バスジャックとかハイジャックとか、好きで巻き込まれる訳じゃない『下』

「さぁ~て。お注射ですよ」

 

チクリと喉に何かが刺さる感覚がする。理子の持つ注射器の針が刺さったのだ。

 

「く!」

 

何かが入ってくる感覚。中身を全て注入し終えると、注射器の放り投げる。

 

「これで完了」

 

理子に腕を離されたが、自力でたてずに床に這いつくばるようになる。

 

「悠!」

 

「理子!悠に何をしたの!」

 

「あはは!だからいったよ?悠には全てを思い出してもらう。
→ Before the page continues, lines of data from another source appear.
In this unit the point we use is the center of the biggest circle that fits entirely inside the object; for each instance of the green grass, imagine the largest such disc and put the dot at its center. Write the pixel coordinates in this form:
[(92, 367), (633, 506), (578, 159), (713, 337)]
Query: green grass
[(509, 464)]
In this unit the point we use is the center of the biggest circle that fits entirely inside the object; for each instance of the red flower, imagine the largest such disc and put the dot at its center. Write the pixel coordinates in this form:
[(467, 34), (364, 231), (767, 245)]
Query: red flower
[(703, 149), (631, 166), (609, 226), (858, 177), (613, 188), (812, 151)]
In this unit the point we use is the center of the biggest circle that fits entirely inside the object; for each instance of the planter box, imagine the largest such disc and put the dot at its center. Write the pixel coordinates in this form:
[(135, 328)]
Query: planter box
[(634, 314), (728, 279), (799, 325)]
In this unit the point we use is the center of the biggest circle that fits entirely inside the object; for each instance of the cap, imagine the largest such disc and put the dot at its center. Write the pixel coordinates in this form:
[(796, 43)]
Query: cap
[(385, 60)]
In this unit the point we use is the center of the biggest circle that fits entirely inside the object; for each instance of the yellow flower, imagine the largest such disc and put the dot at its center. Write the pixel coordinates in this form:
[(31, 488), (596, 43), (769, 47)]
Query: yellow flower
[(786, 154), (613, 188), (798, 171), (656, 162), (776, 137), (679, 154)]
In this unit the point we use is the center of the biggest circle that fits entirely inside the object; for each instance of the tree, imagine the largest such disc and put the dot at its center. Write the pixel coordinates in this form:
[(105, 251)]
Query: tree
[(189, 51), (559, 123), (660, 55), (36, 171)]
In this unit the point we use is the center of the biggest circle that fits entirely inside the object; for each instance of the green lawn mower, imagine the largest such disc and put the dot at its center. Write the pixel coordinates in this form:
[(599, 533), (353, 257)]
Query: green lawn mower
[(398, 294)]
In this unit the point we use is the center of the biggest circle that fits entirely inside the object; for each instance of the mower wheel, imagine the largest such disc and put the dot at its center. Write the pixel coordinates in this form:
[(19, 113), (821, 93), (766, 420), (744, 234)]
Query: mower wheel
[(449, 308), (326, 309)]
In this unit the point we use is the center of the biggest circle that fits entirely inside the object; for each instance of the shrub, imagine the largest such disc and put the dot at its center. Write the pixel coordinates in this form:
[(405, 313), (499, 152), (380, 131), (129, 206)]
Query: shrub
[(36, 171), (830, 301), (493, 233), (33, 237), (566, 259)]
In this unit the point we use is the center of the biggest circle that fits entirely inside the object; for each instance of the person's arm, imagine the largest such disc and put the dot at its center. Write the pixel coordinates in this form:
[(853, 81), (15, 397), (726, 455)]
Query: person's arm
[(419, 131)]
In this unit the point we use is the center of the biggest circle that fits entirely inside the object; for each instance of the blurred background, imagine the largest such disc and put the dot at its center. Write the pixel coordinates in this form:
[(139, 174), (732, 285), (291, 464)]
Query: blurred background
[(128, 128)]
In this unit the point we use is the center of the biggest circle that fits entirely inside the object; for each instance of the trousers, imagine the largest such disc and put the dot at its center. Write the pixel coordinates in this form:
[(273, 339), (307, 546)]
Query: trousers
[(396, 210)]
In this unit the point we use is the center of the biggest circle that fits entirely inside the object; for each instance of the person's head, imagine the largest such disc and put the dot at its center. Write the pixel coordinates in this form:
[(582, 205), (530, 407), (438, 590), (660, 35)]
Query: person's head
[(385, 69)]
ちょーと副作用で体が暫く動かないけど」

 

二丁拳銃をすでに抜いているが、俺がいるのが心配なのか、動かないアリア。

 

「何アリア?来いよ?別に悠を盾にしたりはしないから」

 

舌打ちをするが、それでもアリアは理子に向かう。ガバメントの総弾数は8の二倍の計十六発。対して理子の構えるはワルサーP99これも十六発なのだが。

 

「お前だけが二丁拳銃だと思うな!!」

 

そうだ。理子も二丁拳銃なのだ。これで計三十六発になる。少しずつ思い出してきた。理子のことを。

アリアは理子の二丁拳銃を見ても止まることなく、接近する。そこからは撃ち合いだ。武偵高の制服は防弾製のため銃弾は打撃武器となる。

その上武偵法9条。武偵はいかなる状況においても、その武偵活動中に人を殺害してはならない。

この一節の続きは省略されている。